Reminder: Trump tweeted a bunch for Gillespie, just recorded a robocall that went out today for Gillespie.— Kyle Griffin (@kylegriffin1) November 8, 2017
Trump before Ed Gillespie lost- He embraces what I stand for.— Tony Posnanski (@tonyposnanski) November 8, 2017
Trump after Ed Gillespie lost- He does not embrace what I stand for. pic.twitter.com/HloEf6gfTh
This is not the first time the commander-in-chief has criticized a candidate he formerly supported.
In September, after Trump’s pick for Alabama Senate race lost the state's Republican primary, Trump now only hinted he might have made a mistake, but also deleted the tweets endorsing the losing candidate as soon as the polls projected his defeat.
The president publicly supported Sen. Luther Strange. One of his now-deleted tweets read: “ALABAMA, get out and vote for Luther Strange - he has proven to me that he will never let you down! #MAGA" while another read, “Luther Strange has been shooting up in the Alabama polls since my endorsement. Finish the job - vote today for 'Big Luther.’”
However, he later congratulated Strange’s rival Roy Moore on his win.
Congratulations to Roy Moore on his Republican Primary win in Alabama. Luther Strange started way back & ran a good race.

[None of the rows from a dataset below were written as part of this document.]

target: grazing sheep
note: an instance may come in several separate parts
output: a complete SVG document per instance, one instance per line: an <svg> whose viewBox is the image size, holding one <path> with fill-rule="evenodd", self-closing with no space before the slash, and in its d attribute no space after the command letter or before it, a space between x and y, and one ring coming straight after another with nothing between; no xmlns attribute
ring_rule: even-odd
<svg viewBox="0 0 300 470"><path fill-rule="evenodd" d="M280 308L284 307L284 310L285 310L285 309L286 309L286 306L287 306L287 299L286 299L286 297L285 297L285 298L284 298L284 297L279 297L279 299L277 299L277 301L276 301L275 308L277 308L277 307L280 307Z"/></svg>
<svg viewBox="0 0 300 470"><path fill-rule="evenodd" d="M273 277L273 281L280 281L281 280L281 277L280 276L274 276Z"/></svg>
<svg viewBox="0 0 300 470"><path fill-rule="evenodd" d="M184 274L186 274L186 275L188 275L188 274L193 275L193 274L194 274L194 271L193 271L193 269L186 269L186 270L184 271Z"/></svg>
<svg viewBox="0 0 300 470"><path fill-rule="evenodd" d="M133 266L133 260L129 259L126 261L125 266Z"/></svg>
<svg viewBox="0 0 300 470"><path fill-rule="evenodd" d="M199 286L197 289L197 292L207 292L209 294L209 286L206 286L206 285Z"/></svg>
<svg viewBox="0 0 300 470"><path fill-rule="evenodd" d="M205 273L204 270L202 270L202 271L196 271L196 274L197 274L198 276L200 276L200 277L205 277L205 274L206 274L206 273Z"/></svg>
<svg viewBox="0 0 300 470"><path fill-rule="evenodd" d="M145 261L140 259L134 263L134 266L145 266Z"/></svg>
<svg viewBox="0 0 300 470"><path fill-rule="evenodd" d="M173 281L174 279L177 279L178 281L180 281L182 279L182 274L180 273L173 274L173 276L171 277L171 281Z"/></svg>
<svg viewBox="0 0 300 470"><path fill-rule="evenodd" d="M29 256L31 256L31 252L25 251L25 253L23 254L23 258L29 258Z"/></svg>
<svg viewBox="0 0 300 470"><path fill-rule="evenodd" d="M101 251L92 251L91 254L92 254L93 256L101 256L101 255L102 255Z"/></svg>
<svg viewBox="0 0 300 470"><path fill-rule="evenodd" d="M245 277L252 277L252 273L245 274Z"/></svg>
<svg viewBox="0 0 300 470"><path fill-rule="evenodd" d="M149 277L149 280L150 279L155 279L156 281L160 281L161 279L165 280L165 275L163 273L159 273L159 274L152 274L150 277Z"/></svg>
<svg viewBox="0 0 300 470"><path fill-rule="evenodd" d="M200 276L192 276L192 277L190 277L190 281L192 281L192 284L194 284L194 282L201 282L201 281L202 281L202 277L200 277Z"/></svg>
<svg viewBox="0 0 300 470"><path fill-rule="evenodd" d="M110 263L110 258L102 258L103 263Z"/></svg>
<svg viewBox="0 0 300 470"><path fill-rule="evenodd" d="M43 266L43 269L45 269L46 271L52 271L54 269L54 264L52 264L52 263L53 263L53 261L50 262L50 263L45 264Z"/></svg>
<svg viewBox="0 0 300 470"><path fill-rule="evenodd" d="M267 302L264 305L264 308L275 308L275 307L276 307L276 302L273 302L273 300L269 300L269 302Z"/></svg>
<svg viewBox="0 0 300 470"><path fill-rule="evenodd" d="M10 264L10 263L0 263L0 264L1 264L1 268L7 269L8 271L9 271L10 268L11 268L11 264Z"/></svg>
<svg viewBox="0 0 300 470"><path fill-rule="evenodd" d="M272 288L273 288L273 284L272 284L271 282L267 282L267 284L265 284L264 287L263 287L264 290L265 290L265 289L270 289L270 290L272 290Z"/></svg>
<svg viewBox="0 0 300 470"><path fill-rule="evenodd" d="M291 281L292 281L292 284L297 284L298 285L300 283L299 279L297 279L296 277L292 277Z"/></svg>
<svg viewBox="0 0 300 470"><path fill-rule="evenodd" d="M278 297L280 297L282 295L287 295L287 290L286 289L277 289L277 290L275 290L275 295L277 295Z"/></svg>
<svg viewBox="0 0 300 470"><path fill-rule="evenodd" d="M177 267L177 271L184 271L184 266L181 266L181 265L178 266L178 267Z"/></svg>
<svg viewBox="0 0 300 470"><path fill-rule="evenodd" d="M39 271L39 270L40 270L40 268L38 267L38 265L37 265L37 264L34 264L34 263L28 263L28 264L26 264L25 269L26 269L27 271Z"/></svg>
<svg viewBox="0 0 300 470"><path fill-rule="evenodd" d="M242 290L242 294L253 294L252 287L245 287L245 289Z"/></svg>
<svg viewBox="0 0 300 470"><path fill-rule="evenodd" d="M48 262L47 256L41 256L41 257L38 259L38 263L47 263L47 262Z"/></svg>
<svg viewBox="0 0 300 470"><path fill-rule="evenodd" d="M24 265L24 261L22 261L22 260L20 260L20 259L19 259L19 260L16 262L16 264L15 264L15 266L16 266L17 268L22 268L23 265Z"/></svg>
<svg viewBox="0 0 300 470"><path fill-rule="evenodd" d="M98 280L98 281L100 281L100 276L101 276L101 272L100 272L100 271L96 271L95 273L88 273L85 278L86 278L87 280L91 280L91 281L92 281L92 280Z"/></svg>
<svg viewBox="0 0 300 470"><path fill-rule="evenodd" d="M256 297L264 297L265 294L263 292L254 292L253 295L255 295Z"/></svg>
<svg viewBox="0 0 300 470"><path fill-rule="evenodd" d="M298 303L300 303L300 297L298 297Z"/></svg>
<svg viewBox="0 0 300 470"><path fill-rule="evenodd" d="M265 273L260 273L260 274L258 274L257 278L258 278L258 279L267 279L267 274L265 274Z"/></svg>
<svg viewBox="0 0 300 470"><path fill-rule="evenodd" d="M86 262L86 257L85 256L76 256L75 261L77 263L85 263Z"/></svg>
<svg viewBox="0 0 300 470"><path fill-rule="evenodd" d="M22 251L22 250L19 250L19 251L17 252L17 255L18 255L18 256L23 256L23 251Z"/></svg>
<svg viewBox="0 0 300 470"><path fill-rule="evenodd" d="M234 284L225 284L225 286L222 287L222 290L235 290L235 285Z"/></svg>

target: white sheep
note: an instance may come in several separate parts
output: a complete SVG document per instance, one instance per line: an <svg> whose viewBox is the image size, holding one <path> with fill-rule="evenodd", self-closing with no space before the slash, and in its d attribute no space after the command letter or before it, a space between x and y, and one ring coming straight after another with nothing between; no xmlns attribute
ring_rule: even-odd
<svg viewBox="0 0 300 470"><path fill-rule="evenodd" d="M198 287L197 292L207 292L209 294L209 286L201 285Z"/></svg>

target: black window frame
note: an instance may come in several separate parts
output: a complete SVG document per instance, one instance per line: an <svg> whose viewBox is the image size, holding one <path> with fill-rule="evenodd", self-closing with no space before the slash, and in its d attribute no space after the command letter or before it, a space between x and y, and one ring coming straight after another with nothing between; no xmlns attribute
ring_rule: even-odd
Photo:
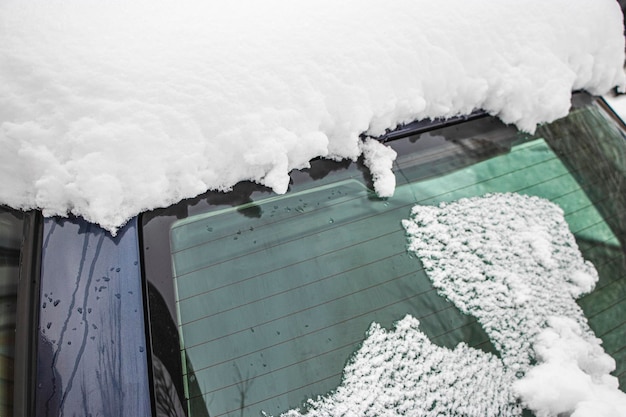
<svg viewBox="0 0 626 417"><path fill-rule="evenodd" d="M17 287L15 357L13 380L13 415L34 415L38 339L39 278L43 239L41 212L19 211L6 206L0 209L22 220L22 240Z"/></svg>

Roy, WIN in Dec!— Donald J. Trump (@realDonaldTrump) September 27, 2017
A number of people called Trump out for treating Gillespie, another candidate of his own party, the way he treated Strange.
Will Trump now pretend he didn’t support Gillespie, just like he did with Luther Strange?— Brian Klaas (@brianklaas) November 8, 2017
Trump, Stewart and Breitbart are all trying to erase the memory of Gillespie running on the hard-right “nationalist” race/immigration playbook.— Daniel Dale (@ddale8) November 8, 2017
Also, don't forget: not only did Trump campaign for Gillespie, so did @VP Mike Pence.— Hernandez Stroud (@StroudHernandez) November 8, 2017
While Gillespie’s campaign maintained its distance from Trump and never invited him to any of his campaign events — perhaps in hopes of not upsetting the voters and mobilizing the Democratic turnout — Gillespie nevertheless ran a very Trumpian campaign. He used race baiting and anti-immigrant rhetoric to stir up votes from the alt-right, even while attempting to appeal to moderate voters.
While the GOP can partly blame its historic loss on its own policies and on many of its former incumbents, who had been around for ages and did not expect Democrats to give them a serious fight, it mainly has Trump to hold responsible.
As the exit poll showed, Trump's approval rating in Virginia voters was just 42 percent. Of the 50 percent people who said Trump was a major factor in their vote, the majority claimed they wanted to send a message of opposition to Trump.